Disparition des semences paysannes
Un autre risque est d’entraîner la disparition des semences paysannes traditionnelles, essentiellement utilisées pour les cultures céréalières comme le mil, le sorgho ou le maïs. Dans la pratique, la grande majorité des producteurs gardent une partie de leur récolte pour produire leurs propres semences – même si légalement, seules celles qui sont certifiées et inscrites dans le catalogue officiel peuvent être vendues.
« A cause de croisements naturels, les OGM pourraient faire muter nos semences locales, développées par nos grands-parents depuis des siècles », prédit Ibrahima Seck, qui dit redouter une standardisation des semences et de l’alimentation. « Les semences OGM non reproductibles vont nous rendre dépendants d’une poignée de multinationales étrangères qui dominent le marché mondial de la biotechnologie », poursuit le producteur, converti à l’agroécologie au milieu des années 1980.
Alors que le nouveau président du Kenya, William Ruto, vient d’autoriser les OGM dans son pays, Amadou Kanouté, de Cicodev Africa, insiste pour que les instances régionales telles que la Communauté économique des Etats de l’Afrique de l’Ouest (Cedeao) ou l’Union économique et monétaire ouest-africaine (Uemoa) se saisissent du sujet. « Beaucoup de pays en Afrique sont sous la même pression des partenaires techniques et financiers et des multinationales pour abroger les lois restrictives et créer un environnement favorable à l’introduction des produits OGM », constate-t-il.

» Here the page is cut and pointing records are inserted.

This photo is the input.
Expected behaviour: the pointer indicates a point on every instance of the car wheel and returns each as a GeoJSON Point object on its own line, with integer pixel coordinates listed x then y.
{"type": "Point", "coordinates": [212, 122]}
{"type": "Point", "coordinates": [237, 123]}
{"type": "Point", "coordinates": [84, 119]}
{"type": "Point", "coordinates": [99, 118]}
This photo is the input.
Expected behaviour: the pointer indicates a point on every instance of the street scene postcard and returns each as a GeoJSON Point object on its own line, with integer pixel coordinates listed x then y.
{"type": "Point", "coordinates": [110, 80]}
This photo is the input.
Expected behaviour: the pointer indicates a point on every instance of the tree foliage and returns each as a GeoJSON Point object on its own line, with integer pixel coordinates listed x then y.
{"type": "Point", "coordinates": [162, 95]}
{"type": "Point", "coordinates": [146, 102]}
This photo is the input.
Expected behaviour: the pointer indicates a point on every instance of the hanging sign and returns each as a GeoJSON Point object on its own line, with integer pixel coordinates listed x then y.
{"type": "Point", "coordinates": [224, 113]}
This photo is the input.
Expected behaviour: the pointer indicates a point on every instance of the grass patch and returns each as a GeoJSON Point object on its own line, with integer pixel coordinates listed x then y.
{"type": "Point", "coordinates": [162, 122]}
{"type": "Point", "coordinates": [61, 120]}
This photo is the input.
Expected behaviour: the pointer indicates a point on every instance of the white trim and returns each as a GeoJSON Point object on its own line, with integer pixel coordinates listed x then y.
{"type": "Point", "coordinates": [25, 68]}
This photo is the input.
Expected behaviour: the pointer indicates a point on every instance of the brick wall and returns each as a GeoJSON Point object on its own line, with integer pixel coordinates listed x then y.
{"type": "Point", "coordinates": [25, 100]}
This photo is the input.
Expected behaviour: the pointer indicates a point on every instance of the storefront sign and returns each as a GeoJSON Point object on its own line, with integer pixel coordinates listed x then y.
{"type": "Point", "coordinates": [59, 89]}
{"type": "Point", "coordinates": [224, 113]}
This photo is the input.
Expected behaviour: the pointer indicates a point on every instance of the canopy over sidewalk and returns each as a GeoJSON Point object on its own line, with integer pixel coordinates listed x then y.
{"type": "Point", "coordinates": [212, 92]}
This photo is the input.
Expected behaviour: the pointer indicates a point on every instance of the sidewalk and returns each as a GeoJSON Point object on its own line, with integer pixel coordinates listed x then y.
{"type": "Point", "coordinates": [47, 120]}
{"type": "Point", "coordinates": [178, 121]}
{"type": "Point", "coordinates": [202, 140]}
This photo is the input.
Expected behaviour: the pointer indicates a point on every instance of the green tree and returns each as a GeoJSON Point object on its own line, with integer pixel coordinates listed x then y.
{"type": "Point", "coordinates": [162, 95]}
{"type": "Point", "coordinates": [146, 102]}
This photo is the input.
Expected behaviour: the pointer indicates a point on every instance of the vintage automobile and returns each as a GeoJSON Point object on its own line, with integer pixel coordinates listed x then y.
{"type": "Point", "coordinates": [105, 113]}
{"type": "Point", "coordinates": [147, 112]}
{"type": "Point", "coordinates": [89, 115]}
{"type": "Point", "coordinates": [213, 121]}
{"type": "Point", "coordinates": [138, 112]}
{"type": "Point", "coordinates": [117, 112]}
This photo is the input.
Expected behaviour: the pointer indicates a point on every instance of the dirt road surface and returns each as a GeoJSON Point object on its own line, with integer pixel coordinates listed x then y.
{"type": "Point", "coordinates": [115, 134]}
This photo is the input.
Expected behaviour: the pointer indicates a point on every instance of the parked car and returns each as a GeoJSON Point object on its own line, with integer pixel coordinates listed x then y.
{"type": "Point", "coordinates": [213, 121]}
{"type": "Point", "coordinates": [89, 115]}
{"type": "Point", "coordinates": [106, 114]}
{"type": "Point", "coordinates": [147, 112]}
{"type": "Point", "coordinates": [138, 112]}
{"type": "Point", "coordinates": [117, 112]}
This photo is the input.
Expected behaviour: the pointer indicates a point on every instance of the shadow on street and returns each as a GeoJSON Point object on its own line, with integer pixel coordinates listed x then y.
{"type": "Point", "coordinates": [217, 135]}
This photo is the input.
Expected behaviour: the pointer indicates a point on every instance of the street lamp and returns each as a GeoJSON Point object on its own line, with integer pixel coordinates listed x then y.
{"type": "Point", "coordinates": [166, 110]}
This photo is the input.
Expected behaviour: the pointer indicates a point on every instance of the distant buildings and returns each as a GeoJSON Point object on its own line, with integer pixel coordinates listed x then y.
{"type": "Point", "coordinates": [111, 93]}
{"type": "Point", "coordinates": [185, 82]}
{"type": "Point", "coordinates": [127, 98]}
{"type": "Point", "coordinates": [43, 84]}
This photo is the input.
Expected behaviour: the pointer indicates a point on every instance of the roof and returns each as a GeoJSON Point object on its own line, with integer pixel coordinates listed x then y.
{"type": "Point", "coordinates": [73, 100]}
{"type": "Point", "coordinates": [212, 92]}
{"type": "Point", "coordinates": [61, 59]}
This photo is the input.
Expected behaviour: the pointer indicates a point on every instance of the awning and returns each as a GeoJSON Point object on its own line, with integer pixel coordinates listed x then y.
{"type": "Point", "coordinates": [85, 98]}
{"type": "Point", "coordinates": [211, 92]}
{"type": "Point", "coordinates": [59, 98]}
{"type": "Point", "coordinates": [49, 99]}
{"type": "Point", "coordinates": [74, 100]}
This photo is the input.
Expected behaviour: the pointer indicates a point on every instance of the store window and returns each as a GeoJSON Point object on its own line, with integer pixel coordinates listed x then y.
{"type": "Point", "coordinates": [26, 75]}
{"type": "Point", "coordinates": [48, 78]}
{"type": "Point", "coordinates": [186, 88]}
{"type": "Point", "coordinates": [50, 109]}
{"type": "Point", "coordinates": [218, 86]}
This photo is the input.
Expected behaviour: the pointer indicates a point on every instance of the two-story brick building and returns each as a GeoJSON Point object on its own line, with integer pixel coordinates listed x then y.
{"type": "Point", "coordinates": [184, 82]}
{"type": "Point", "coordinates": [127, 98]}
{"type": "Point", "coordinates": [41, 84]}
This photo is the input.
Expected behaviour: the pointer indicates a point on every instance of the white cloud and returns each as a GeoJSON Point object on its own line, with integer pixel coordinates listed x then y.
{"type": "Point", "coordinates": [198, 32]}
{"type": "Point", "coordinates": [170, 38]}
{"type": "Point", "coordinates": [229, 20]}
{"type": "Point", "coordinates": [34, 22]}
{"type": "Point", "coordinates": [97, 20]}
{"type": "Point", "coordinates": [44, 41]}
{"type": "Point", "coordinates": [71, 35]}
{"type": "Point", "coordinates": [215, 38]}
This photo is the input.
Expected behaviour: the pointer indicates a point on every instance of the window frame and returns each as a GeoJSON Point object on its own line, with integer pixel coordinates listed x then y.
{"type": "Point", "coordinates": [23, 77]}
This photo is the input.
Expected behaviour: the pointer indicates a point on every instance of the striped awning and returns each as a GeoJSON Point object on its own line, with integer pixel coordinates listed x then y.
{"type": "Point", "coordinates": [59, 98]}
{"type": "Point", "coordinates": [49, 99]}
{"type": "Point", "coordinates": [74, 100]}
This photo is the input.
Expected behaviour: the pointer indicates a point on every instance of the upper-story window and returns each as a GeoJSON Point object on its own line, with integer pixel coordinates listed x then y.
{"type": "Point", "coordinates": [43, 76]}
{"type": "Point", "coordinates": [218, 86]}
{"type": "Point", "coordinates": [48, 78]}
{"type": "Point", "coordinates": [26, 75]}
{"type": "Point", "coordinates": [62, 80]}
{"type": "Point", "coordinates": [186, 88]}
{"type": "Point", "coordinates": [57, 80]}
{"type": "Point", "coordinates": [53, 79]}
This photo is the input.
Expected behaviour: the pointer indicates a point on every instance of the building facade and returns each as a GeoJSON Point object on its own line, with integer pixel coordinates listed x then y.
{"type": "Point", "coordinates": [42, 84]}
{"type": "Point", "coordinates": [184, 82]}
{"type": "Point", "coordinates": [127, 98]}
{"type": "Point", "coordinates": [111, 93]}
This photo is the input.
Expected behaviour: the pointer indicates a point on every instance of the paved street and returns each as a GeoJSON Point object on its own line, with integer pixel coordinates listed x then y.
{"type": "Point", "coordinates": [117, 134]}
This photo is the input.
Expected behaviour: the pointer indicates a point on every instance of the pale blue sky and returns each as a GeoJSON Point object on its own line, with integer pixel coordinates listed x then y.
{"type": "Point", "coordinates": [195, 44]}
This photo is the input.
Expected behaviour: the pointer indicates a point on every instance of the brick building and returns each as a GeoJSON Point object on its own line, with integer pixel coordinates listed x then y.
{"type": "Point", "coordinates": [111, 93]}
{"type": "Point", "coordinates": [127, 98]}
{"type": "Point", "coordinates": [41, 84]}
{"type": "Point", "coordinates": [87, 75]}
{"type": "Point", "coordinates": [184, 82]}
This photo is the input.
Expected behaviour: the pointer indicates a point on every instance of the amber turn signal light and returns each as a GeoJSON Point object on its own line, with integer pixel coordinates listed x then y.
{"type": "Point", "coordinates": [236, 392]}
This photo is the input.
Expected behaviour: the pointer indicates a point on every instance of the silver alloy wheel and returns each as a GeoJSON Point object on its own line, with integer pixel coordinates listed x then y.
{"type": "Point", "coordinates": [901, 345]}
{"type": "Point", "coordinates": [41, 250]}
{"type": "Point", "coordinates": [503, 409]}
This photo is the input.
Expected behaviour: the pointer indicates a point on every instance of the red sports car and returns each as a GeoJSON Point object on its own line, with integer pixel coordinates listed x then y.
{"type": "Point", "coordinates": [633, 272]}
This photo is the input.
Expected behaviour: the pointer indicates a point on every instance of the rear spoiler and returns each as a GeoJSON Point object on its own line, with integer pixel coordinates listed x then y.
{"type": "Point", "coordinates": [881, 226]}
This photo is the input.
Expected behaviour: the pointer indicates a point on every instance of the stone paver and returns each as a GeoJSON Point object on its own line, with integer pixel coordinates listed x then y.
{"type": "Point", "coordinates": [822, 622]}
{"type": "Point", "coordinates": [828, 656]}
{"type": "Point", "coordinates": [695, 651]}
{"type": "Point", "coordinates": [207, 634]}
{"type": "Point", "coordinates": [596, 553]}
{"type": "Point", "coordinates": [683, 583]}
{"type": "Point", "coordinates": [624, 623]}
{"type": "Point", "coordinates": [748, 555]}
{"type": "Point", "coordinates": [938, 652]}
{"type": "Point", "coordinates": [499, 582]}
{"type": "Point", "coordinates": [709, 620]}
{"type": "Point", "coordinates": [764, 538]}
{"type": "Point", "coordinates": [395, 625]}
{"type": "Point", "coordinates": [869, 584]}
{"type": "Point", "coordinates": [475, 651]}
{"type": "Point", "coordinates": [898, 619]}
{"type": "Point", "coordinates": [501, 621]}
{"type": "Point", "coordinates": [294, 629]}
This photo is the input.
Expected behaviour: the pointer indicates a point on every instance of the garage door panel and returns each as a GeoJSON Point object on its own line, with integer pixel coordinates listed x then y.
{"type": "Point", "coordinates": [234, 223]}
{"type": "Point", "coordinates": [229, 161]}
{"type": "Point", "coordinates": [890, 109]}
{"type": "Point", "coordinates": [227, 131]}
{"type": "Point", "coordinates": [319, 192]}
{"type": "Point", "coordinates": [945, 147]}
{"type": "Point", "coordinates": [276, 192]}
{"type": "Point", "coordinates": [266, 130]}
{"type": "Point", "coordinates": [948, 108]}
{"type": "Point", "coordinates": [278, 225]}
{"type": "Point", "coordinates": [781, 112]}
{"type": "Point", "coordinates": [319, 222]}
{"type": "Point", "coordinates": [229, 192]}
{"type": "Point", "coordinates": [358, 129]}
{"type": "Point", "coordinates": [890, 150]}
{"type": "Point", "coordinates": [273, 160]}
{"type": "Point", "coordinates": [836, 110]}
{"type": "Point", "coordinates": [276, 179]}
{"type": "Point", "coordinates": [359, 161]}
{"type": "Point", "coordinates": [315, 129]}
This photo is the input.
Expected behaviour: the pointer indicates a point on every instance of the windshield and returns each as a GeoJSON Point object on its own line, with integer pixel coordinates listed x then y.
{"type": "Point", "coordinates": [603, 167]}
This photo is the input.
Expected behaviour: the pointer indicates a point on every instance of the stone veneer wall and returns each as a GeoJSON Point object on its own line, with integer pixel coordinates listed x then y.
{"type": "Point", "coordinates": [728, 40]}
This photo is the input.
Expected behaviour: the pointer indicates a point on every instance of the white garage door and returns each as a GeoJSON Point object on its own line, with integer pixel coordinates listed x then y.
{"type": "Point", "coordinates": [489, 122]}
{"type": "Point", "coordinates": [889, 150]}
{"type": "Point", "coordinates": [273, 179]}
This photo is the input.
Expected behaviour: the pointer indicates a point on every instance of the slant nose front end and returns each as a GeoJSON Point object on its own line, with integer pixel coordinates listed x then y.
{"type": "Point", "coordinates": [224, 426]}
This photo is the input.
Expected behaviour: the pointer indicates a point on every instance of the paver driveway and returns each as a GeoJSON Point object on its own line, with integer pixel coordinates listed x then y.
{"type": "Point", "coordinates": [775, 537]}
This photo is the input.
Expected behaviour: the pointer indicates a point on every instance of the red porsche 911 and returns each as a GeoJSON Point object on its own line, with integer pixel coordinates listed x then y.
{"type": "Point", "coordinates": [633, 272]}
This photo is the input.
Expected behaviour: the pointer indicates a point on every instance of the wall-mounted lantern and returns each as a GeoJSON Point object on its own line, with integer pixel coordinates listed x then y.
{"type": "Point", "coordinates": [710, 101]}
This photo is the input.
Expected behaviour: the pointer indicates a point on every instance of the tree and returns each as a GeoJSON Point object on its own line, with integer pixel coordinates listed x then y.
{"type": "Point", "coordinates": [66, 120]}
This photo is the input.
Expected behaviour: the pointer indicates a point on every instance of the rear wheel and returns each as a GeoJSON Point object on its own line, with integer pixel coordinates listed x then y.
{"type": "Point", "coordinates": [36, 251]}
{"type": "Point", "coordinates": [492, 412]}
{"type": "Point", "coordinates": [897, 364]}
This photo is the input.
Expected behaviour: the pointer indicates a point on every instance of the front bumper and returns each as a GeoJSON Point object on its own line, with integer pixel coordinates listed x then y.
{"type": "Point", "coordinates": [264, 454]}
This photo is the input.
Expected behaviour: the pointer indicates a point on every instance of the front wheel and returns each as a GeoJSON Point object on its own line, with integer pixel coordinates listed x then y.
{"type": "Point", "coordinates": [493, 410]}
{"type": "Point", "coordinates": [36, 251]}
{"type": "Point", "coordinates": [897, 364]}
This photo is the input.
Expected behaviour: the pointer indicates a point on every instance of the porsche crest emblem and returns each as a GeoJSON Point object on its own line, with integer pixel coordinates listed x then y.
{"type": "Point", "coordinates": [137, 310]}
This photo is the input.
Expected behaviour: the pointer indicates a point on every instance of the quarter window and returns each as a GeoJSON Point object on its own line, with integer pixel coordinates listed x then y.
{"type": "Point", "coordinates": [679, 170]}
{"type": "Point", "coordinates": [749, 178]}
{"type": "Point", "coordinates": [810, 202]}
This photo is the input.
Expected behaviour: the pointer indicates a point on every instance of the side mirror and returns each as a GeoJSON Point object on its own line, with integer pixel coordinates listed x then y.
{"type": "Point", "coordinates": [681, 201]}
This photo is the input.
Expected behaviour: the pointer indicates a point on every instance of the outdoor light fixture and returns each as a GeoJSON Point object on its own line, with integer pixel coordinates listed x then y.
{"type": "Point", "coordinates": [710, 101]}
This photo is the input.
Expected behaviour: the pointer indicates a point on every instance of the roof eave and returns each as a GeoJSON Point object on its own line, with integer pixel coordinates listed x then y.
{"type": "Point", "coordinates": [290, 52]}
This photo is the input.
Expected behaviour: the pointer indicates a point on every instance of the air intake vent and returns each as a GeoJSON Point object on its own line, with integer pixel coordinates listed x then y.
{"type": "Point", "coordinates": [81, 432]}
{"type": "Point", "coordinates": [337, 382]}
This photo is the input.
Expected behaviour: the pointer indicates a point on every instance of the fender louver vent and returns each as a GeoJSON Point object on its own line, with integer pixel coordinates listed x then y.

Mais au Sénégal, la bataille se joue désormais au niveau du Parlement pour les organisations désireuses que la loi ne soit pas promulguée. « Si le chef de l’Etat nous ferme la porte, nous avons encore une fenêtre d’opportunité avec la nouvelle Assemblée nationale, qui est un peu plus équilibrée. Nous irons à la rencontre des nouveaux députés quel que soit leur bord politique pour que la loi soit abrogée », annonce Amadou Kanouté, dénonçant un projet contraire aux orientations du Plan Sénégal émergent vert (PSEV), qui prône la transition écologique et la souveraineté alimentaire.